Le monde est plein de coquins et de fripouilles qui ne songent qu’aux
frivolités et prêts à vous poignarder dans le
dos pour quatre sous. Vous me voyez donc rassuré, à
présent que ma femme si douce, si fragile, et disons le mot,
candide, est partie vous rejoindre, la sachant dorénavant
en de si bonnes mains.
Si vous saviez les éloges qu’elle m’avait faits
de vous, vous en seriez transfiguré d’allégresse.
Elle était intarissable. Elle me racontait comme vous preniez
déjà grand soin de votre épouse actuelle, comme
vous étiez tendre et affectueux, toujours prêt à
l’aider dans les menus travaux ménagers si vous étiez
oisif, comme vous étiez disponible et prenant souvent le
devant de ses désirs, que vous connaissiez mieux qu’elle,
pour lui faciliter la vie; quel caractère conciliant et amène
elle avait le bonheur de côtoyer en votre personne, et toutes
les petites attentions quotidiennes dont vous faisiez preuve à
son égard, les mots gentiment hargneux, par espièglerie,
que vous lui murmuriez à l’oreille, votre patience
légendaire qui presque jamais ne vous faisait céder
à l’irritation. Tout cela qui lui faisait la vie douce
et sereine ne pouvait que charmer et attirer d’autres femmes,
et en particulier la mienne en tous points si semblable à
vous. C’est alors, non seulement avec compréhension,
mais aussi, avec le sentiment d’une grande légitimité
que je l’ai vue succomber à vos attraits.

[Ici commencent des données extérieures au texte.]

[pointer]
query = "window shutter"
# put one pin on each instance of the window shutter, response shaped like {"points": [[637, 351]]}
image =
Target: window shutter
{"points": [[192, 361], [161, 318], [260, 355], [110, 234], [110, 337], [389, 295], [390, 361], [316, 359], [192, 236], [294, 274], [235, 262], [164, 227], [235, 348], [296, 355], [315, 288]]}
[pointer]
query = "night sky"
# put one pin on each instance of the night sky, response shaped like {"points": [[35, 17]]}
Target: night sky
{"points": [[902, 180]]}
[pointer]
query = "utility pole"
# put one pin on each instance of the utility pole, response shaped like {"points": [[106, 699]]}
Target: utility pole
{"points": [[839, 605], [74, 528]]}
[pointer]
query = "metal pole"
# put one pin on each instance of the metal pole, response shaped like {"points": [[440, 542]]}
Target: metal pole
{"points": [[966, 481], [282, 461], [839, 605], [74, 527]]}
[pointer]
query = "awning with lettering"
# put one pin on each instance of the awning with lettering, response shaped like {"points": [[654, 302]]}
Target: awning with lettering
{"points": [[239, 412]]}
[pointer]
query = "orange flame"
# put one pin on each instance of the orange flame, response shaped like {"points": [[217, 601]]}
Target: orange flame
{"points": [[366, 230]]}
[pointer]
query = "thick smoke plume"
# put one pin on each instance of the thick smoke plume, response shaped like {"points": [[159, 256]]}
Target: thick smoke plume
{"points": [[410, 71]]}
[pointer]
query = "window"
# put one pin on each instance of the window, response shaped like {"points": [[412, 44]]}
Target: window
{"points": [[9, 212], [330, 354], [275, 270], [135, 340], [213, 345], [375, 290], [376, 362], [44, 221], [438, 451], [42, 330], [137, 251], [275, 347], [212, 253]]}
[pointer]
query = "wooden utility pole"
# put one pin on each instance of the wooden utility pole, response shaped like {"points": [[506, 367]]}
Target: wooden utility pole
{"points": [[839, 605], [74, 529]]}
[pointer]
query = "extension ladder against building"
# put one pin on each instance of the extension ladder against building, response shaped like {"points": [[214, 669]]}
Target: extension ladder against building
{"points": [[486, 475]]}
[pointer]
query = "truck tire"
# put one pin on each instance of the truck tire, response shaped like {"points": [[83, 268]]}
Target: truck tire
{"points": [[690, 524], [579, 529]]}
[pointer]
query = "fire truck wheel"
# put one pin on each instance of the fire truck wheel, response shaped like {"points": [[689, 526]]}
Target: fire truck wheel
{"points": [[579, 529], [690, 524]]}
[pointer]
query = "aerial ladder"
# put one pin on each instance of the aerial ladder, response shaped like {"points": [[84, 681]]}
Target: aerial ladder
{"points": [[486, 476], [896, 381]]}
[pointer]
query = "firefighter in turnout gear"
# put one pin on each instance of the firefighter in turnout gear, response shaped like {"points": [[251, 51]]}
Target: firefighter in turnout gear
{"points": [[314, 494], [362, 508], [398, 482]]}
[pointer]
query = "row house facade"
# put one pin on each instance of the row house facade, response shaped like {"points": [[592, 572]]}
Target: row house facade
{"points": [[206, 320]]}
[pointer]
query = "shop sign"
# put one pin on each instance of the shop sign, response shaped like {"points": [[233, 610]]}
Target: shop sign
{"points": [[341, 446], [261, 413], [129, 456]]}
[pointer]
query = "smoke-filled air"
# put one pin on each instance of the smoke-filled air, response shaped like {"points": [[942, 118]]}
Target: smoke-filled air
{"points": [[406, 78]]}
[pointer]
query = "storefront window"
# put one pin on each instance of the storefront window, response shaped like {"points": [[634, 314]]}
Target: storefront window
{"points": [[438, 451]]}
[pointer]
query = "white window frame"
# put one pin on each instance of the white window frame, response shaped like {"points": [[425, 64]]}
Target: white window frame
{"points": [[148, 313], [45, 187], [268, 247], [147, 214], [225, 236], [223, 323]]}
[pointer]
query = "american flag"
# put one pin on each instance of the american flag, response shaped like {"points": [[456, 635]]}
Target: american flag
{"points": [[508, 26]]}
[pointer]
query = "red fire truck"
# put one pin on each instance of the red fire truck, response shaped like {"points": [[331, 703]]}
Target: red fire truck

Confiant dans vos qualités, je sais que vous en prendrez
bien soin comme elle se chargera elle-même de vous témoigner
son attachement par toutes les bontés et les prévenances
dont je la sais capable.
J’espère que votre femme aura autant de délicatesse
ou de tact que moi d’abandonner ses privilèges, et
de ne pas s’imposer davantage si elle réalisait n’être
pas tout à fait à la hauteur d’accueillir dans
son foyer, une personne à la mesure de mon ex-épouse,
avec tout le respect, la considération, et la déférence
qu’on lui doit, ou du moins, de se montrer toujours aussi
modeste et réservée que vous n’ayez pas davantage
à vous plaindre de sa compagnie ou de sa présence.
Ne voyez pas surtout, Monsieur, dans ma missive, de basses flatteries
dont le but serait de me faire accorder votre sympathie et votre
bienveillance, mais le besoin incoercible de vous exprimer mon admiration
sans borne et ma gratitude pour m’avoir ouvert les yeux sur
ce que j’étais : un paltoquet, et vous me voyez aujourd’hui
le cœur empli de contrition et de remords.
Je suis bien puni à présent, hélas, abandonné
de ma bien-aimée, seul et désemparé, sans non
plus, même, votre compagnie chaleureuse toute empreinte de
quiétude et inspirant la confiance, quêtant votre indulgence
et votre miséricorde.
Soyez heureux, Monsieur, auprès de ma chère matrone
acariâtre, vivez en harmonie avec ce cœur délicieusement
malveillant qui vous est vôtre, tandis que je pleure une existence
dépouillée de son sens, et comme de son rythme qu’étaient
les piques et les vexations lancées journellement par cette
mégère avec tant de virtuosité.
Ne plus entendre ses remarques acerbes, et ne plus, dans sa fréquentation,
respirer le climat de sa charmante humeur venimeuse qui suintait
comme un abcès purulent, a dénaturé ma vie
comme brusquement privée de son sel.